A self-described ‘eco-conscious’ couple are looking for a caterer who will prepare their wedding breakfast using only roadkill meat.
The Cotswalds-based pair put an advert up on online local services marketplace Bark.com, saying they want to celebrate their big day in ‘the most sustainable fashion possible’.
According to the engaged couple, they don’t want guests to know the meat is roadkill, and they want the chef to ‘dress it up’ as much as possible. The meat will come from woodland squirrel, pheasant, rabbit, partridge, and deer.
According to Bark.com, it has spoken to the pair, who say the 20kg of roadkill meat is fresh and 100 percent safe.
‘The environment is so important’
The advert says: “The environment is so important to us, and will continue to be as we settle down and start our family. Although money isn’t too much of an issue, weddings are resource heavy and result in so much waste that we don’t want to have any part in that.

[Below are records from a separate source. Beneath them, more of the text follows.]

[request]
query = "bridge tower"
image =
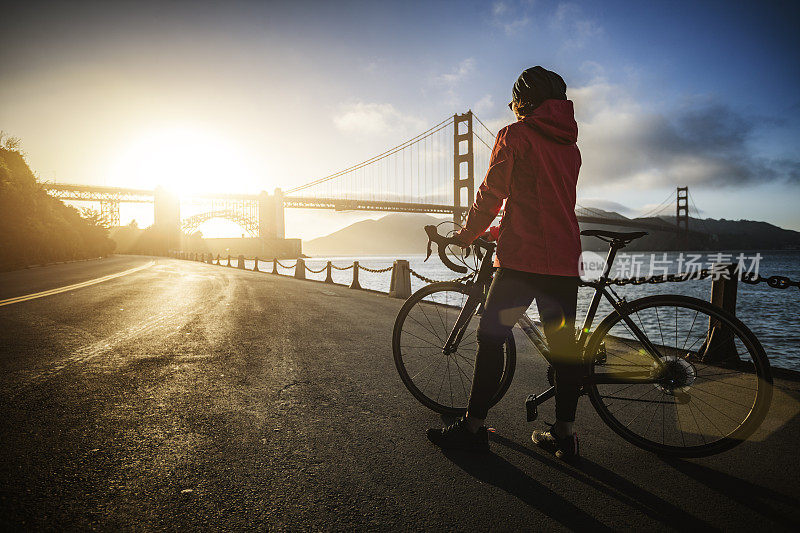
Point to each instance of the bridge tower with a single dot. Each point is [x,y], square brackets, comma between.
[463,178]
[167,217]
[271,224]
[682,217]
[109,211]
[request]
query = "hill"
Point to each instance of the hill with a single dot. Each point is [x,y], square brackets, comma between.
[402,233]
[36,228]
[398,233]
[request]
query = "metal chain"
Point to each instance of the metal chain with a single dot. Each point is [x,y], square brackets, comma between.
[375,270]
[316,271]
[429,280]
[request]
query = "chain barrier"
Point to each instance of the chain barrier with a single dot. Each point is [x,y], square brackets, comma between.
[321,270]
[429,280]
[375,270]
[776,282]
[284,266]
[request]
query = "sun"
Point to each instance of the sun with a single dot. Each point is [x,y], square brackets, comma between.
[184,160]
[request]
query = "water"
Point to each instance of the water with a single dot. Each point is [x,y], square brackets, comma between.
[772,314]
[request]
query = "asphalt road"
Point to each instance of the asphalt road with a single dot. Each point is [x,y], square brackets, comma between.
[192,396]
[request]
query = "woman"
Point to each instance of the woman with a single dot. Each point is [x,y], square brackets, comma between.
[534,169]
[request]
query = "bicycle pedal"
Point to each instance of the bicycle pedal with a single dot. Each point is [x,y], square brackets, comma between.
[532,408]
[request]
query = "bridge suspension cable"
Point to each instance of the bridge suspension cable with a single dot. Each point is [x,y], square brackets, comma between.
[427,133]
[669,201]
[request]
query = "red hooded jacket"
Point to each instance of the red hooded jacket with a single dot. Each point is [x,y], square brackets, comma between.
[534,168]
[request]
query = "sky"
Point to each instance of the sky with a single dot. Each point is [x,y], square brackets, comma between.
[251,96]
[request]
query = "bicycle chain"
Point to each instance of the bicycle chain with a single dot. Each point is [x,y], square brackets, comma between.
[429,280]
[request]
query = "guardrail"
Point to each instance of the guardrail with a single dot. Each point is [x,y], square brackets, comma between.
[399,286]
[724,279]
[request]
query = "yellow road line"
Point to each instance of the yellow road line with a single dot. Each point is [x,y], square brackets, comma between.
[80,285]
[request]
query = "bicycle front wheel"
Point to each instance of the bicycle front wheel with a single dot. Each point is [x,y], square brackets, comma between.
[713,388]
[440,381]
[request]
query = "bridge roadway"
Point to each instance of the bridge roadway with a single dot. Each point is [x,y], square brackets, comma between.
[193,396]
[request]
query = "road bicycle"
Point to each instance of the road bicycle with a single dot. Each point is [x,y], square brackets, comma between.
[671,374]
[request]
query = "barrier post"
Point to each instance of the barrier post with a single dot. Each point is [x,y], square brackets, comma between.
[355,284]
[400,286]
[719,345]
[300,268]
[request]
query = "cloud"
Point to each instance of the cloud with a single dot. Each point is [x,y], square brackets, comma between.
[374,119]
[605,205]
[569,20]
[459,73]
[510,18]
[485,104]
[704,144]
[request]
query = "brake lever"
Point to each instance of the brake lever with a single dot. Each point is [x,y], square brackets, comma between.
[442,242]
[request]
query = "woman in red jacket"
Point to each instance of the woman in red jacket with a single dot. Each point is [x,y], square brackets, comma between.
[534,169]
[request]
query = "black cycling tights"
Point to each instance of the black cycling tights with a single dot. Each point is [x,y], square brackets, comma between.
[509,296]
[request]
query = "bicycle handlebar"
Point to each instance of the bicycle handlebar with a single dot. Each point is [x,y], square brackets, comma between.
[442,242]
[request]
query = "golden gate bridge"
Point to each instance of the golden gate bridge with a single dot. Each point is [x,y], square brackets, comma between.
[436,171]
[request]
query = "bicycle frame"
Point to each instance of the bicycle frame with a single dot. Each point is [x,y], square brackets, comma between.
[476,298]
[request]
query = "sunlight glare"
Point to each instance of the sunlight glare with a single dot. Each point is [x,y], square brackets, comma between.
[184,160]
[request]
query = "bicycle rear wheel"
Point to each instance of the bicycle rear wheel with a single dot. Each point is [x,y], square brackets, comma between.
[715,388]
[441,382]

“We know that this isn’t something the ‘average’ chef would be happy in helping us with, but are hoping that someone with the right skills and our same passion for the environment can step forward and help us out.
“We have sourced the meat, so all they’d need to do is come up with some delicious recipes to put on a roadkill banquet for our 30 guests, we have approximately 20kg of roadkill meat in our freezer.”
‘Make it your own’
“One of the best things about weddings is being able to make it your own – whether that’s with the decor, venue, or the food. I guess in this instance, the couple really want to show their commitment to not only each other, but to their lifestyle,” Bark.com Co-founder, Kai Feller said, in a statement sent to Plant Based News.
“We pride ourselves on being able to connect customers with the perfect professional, no matter what the job is. Hopefully this couple can find the right person to help make their big day exactly how they want it.”
Eating roadkill
Animal rights charity PETA is pro-eating roadkill – if ‘people must eat animal carcasses’ – saying that in this situation, it is ‘a superior option to the neatly shrink-wrapped plastic packages of meat in the supermarket’
“Eating roadkill is healthier for the consumer than meat laden with antibiotics, hormones, and growth stimulants, as most meat is today,” says PETA.
“It is also more humane in that animals killed on the road were not castrated, dehorned, or debeaked without anesthesia, did not suffer the trauma and misery of transportation in a crowded truck in all weather extremes, and did not hear the screams and smell the fear of the animals ahead of them on the slaughter line. Perhaps the animals never knew what hit them.”